Affleck reveals hurdles to shooting crime drama in Hub

Affleck

By Stephen Schaefer
Boston Herald
September 14, 2010

Ben Affleck has one thing to say to the North End: “I’m sorry.”

The actor/director and Hub native came back to Boston to film “The Town,” a crime drama based on Chuck Hogan’s book “Prince of Thieves,” set in Charlestown.

“This movie is nothing if not a long apology to the people of the North End,” Affleck said Friday in Toronto, where “Town” got a gala screening at the international film festival.

“We had a lot of trouble filming in the North End because it’s quite constricted,” he said of scenes in which cops pursue thieves in a high-speed chase through the narrow streets.

As sensationally paced as it is on film, Affleck revealed it was hellish to shoot.

“The community is extremely powerful politically in the North End, whereas if you’re (filming) in Dorchester you wouldn’t be getting the same kind of push-back from the municipal authorities. So it was very difficult for us,” he said.

“We needed to be very judicious about how we worked in the North End. When you’re blocking up traffic, where we parked, how much we smashed, how much we burned the cars – it just got very, very hard to do. Then to make matters worse – it rained. So we kept postponing and postponing. We’d close all the streets and then we wouldn’t be shooting.

“Now the North End is a great tourist destination and they’re making a lot of money, so we’re taking money out of people’s wallets. Anyway, I’m sorry. I hope that they like it.”

With two Boston-set dramas, “Gone Baby Gone” and “The Town,” “I’m not looking to specifically have a career making stories about Boston. I just happened to find two stories set in Boston. Probably being from there helped me a little bit.”

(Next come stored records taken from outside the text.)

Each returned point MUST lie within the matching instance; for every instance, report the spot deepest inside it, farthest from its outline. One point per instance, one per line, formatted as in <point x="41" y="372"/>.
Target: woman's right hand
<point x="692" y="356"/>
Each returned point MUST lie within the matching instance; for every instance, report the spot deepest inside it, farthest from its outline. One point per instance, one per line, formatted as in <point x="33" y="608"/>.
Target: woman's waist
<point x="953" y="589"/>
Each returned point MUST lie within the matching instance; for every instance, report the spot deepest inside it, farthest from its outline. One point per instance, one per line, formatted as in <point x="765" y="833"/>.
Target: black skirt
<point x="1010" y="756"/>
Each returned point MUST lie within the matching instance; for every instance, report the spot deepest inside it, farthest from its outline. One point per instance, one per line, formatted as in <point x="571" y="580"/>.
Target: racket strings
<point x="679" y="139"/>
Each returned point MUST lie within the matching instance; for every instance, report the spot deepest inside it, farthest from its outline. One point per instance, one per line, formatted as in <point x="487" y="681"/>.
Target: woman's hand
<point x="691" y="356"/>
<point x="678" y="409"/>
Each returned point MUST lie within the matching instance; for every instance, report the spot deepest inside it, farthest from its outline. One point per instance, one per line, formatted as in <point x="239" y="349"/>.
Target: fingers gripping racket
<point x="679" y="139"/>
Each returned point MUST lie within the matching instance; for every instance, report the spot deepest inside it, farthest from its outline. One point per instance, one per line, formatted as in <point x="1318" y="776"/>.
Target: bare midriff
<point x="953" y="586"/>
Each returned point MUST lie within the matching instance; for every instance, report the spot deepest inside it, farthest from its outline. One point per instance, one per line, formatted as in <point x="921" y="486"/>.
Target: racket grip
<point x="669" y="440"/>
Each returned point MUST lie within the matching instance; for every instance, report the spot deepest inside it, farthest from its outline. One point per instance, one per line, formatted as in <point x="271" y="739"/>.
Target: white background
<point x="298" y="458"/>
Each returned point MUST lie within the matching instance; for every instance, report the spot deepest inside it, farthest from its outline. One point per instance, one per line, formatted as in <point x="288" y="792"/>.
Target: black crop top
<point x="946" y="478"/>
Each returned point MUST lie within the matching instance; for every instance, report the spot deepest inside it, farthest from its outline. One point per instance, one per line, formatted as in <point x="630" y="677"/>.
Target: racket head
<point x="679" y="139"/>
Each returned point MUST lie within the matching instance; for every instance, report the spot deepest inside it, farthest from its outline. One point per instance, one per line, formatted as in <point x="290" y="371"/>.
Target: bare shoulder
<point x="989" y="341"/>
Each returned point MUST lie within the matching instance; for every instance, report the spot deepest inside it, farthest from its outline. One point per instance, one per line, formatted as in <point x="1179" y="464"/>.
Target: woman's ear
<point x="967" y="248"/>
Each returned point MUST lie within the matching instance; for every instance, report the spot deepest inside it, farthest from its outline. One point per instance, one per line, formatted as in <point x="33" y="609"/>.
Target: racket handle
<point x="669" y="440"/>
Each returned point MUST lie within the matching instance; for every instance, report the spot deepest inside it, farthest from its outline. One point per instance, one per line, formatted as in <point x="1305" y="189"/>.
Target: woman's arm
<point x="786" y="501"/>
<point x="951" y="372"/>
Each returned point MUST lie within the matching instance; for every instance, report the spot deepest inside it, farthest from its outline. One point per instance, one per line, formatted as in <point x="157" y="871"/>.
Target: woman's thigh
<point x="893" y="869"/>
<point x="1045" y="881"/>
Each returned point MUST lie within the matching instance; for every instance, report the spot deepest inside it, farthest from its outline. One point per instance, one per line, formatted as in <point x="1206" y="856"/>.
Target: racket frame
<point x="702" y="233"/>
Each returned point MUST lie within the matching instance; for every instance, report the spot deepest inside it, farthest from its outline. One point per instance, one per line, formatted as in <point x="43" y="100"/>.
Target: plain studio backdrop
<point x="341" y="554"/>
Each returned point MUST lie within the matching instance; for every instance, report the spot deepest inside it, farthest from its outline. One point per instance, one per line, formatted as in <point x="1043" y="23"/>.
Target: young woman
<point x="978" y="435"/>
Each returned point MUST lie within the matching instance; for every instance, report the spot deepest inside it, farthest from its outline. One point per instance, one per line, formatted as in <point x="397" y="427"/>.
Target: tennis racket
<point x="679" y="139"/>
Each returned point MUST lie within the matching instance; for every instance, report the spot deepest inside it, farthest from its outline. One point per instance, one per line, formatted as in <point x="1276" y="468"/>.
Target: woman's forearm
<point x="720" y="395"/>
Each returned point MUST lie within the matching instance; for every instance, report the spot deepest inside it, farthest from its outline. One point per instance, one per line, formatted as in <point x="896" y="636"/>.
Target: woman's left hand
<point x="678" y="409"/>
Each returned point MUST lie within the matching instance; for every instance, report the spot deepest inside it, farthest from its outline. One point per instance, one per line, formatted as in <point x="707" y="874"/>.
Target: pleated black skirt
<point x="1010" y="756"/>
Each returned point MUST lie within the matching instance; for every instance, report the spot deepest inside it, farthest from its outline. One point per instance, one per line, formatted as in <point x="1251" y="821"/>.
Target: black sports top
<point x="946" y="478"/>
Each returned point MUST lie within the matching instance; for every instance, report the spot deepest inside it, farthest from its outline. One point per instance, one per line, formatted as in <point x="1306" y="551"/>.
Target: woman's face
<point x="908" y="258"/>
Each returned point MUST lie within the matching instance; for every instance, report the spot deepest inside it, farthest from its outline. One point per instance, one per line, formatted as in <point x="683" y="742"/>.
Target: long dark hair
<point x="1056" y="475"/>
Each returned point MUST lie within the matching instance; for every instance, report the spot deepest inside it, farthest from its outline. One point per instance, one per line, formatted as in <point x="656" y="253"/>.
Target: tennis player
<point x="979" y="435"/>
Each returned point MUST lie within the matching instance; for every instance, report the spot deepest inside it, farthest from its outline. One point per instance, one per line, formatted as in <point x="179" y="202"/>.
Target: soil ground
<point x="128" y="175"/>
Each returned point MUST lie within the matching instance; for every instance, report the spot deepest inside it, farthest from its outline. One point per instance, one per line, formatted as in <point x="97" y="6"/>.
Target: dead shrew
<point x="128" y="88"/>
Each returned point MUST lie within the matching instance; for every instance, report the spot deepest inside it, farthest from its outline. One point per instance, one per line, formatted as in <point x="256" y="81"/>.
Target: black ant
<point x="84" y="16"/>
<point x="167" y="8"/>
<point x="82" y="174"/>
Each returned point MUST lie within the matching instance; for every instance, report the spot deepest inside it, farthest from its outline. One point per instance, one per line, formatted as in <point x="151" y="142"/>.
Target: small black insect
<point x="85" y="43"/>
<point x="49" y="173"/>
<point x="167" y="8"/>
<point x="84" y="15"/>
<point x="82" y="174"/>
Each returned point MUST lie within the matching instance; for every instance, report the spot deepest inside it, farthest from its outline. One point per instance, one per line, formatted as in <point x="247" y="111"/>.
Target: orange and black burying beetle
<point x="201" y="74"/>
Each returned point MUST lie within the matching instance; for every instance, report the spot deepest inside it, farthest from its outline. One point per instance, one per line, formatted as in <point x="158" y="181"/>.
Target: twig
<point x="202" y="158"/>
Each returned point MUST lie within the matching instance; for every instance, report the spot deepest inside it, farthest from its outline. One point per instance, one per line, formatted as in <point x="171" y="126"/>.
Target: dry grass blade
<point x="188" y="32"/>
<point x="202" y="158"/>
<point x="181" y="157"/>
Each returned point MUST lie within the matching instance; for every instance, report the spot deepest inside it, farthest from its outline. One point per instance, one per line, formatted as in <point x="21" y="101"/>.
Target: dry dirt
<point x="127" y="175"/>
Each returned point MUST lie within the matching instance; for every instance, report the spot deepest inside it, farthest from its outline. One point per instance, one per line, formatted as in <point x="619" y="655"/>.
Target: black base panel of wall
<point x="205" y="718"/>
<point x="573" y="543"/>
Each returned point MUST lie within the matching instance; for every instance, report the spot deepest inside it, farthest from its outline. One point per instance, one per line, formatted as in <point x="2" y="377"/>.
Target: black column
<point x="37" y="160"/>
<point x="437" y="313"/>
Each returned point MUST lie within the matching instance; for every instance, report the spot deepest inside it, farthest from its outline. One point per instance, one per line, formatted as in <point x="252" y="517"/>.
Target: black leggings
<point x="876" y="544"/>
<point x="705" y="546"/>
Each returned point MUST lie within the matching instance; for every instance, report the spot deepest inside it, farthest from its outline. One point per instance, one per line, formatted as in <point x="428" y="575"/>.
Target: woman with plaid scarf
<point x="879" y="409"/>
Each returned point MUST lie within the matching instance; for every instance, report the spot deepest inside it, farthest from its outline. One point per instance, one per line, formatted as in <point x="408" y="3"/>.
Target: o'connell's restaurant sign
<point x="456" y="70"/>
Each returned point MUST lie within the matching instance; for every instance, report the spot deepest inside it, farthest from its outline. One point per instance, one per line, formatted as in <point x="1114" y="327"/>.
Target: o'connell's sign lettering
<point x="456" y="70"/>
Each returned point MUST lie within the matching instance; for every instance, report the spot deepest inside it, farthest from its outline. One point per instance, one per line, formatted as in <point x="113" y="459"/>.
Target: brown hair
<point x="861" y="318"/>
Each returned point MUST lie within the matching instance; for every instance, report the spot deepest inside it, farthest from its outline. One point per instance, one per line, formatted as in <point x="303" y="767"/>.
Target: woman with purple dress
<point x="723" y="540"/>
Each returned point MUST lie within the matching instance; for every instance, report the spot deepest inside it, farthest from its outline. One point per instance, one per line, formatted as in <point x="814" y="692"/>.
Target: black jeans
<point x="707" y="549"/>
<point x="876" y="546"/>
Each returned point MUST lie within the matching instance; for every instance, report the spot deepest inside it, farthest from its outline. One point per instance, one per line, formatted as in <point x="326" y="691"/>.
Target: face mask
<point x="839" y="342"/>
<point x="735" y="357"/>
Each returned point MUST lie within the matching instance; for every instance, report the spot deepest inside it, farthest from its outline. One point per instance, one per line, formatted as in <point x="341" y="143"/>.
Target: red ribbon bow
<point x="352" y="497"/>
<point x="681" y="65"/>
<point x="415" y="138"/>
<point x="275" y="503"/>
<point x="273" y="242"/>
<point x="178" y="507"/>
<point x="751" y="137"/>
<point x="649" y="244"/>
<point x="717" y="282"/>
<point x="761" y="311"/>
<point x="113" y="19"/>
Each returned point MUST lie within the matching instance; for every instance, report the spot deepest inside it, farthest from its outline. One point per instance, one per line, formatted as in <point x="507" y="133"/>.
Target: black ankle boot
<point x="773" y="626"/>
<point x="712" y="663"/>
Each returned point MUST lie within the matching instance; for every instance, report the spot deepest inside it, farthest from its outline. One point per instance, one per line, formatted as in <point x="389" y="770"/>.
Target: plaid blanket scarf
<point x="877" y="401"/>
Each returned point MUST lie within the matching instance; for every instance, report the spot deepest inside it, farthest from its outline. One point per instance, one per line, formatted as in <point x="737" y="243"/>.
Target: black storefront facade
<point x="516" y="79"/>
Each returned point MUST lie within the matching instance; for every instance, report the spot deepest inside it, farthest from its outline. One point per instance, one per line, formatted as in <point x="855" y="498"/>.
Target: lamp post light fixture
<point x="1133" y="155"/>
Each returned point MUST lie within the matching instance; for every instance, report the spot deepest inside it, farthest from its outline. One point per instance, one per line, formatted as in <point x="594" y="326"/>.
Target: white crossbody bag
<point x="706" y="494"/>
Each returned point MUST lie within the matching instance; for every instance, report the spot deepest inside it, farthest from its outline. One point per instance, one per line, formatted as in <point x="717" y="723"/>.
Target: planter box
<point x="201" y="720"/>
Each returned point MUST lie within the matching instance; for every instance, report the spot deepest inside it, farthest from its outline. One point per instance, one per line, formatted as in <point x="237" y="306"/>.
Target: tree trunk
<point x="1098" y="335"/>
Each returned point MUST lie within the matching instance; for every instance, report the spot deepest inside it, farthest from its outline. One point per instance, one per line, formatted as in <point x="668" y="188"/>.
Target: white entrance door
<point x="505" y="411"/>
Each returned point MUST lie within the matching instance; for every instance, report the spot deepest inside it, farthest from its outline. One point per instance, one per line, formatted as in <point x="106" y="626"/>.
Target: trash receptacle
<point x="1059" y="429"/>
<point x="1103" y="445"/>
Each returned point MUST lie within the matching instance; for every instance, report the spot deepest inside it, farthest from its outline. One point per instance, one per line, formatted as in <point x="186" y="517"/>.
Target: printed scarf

What’s important about Boston movies?

“The accents. If you don’t do them well they can really upend your movie.”

Instead of using dialect coaches, stars Blake Lively, Jeremy Renner and Rebecca Hall listened to tapes and met locals.

“Because it’s not just an accent, it’s not just vowels and diphthongs, it’s a world that you carry. It’s vocabulary. It’s so many different things,” Affleck said.

“Particularly people in Boston are really hard on that kind of thing.”

That, and closing the streets in the North End.